Native Louisianans’ right to be skeptical
An expert is described as someone who travels 50 miles or more, and charges for his time, to tell a group of people what they have been saying all along and excite them to embrace his words without thinking about where they had heard them before.
On Friday, Kenneth Feinberg, the administrator of $20 billion in funds intended for the payment of damages from the BP Deepwater Horizon oil spill through the Gulf Coast Claims Facility, returned to Tri-parish region.
This time experts Feinberg and Ivan Thornton, managing partner of the New York-based Fiduciary Management Group – a wealth management and financial planning service – were in Montegut, where they focused their attention, and sales pitch, to members of the Grand Caillou/Dulac Band of Biloxi-Chitimacha tribe, members of the United Houma Nation and other Native Americans who live off the lands and waters of coastal Louisiana.
Their words were accurate. The marshlands where most the people in attendance have over time been left to live were damaged. They were also correct in telling the decedents of Louisiana’s original inhabitants that they deserved restitution.
They failed to remind their audience that in 1542, Hernando de Soto first traversed the delta area and set the stage for Robert de La Salle to proclaim in 1682 that all lands that drained into the Mississippi River now belonged to France.

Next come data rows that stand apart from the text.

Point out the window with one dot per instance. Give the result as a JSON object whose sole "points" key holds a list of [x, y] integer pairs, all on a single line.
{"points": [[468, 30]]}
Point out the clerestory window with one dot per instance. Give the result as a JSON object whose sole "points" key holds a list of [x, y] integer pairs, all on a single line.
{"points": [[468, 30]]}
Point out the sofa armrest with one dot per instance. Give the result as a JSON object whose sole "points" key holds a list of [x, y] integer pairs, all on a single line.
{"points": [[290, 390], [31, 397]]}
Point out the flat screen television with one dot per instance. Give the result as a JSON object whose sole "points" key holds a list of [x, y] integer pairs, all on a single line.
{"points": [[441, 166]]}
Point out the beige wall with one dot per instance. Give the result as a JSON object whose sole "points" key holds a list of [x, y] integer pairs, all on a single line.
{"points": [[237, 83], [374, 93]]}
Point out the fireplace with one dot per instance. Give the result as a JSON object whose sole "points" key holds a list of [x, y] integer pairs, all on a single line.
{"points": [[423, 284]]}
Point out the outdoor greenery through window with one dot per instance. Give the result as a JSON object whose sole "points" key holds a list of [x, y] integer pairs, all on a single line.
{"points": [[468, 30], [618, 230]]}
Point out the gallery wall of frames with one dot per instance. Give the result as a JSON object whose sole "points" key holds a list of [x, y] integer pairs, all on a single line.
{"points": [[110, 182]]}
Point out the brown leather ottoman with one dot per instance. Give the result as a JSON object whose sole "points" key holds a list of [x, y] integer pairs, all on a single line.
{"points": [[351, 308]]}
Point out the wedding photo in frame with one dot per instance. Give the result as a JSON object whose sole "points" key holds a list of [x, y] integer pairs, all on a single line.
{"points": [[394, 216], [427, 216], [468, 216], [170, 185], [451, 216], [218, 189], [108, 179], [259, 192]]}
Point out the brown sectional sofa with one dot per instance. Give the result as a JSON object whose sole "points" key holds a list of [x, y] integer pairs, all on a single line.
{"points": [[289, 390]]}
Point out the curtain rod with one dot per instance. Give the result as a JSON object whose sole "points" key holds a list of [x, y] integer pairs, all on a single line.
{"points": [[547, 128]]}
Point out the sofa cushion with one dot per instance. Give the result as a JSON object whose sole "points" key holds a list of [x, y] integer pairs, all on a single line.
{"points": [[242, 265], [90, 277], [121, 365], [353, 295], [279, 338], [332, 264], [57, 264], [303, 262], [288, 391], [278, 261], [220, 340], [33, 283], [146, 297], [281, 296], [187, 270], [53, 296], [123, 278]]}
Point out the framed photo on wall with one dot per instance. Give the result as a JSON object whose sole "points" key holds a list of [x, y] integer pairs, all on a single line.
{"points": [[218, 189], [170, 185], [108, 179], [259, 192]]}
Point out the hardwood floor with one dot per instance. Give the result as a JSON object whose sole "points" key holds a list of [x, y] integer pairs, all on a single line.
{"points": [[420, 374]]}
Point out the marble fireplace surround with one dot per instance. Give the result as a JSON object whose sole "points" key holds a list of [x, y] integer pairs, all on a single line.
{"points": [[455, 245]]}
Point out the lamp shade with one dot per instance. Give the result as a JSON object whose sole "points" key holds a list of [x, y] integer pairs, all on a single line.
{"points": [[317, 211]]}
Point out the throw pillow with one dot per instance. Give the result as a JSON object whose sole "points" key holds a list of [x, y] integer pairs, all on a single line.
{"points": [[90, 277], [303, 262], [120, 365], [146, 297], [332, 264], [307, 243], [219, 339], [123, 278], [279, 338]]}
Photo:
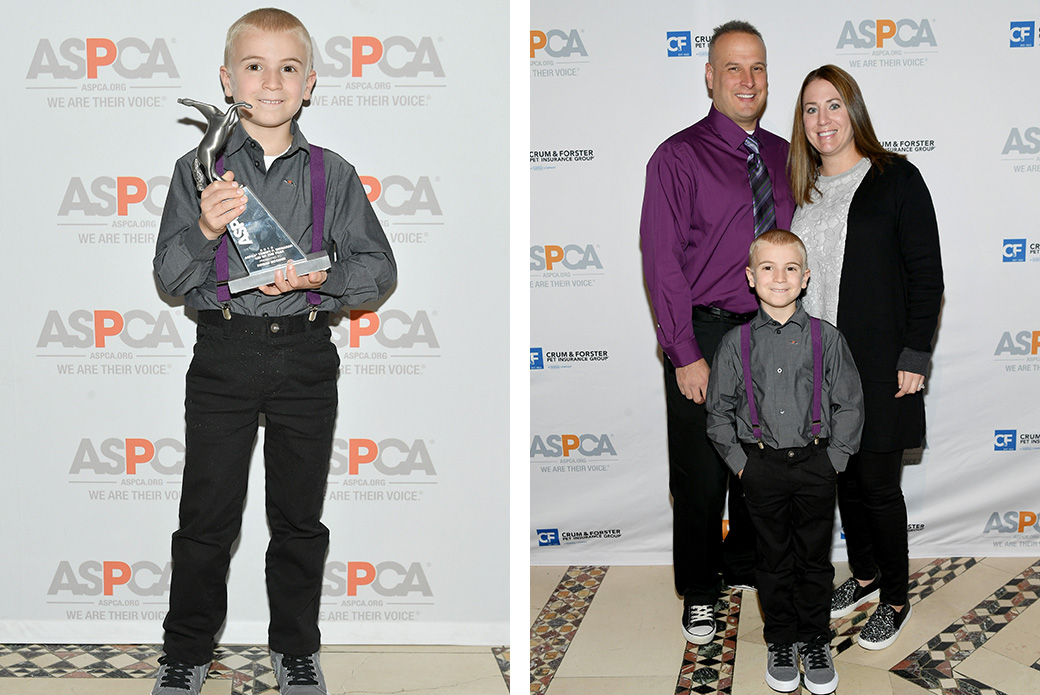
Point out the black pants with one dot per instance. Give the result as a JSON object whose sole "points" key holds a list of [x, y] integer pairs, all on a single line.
{"points": [[790, 498], [241, 368], [697, 481], [874, 516]]}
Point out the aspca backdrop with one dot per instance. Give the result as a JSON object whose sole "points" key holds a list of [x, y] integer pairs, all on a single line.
{"points": [[95, 355], [607, 85]]}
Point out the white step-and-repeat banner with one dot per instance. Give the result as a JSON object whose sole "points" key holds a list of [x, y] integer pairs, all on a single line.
{"points": [[94, 358], [946, 83]]}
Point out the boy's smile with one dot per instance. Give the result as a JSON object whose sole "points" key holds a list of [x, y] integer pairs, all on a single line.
{"points": [[270, 70], [778, 278]]}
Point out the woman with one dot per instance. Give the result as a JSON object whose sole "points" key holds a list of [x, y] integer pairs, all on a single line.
{"points": [[866, 219]]}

During the following centuries, cultures native to what became Louisiana were forced from their lands, enticed with cheap payoffs, exposed to disease and became victims of discrimination by people from foreign places. Many were offered trinkets with promises that were seldom fulfilled.
Feinberg and Thornton are now encouraging Native Americans to trust them and a firm – which understandably charges a fee up to 5 percent of any lump sum settlement – from out of state to deliver restitution.
We support Native Americans being paid for damages suffered when the tide carried oil and dispersants to their waters and land. We also caution them to explore all the angles of representation, particularly if those alternatives are closer to home and have a local invested interest.
It might be Mardi Gras season, but we encourage our Native American neighbors to consider all their options before being forced into a quick decision, or like their ancestors be enticed by the sparkle of shiny beads.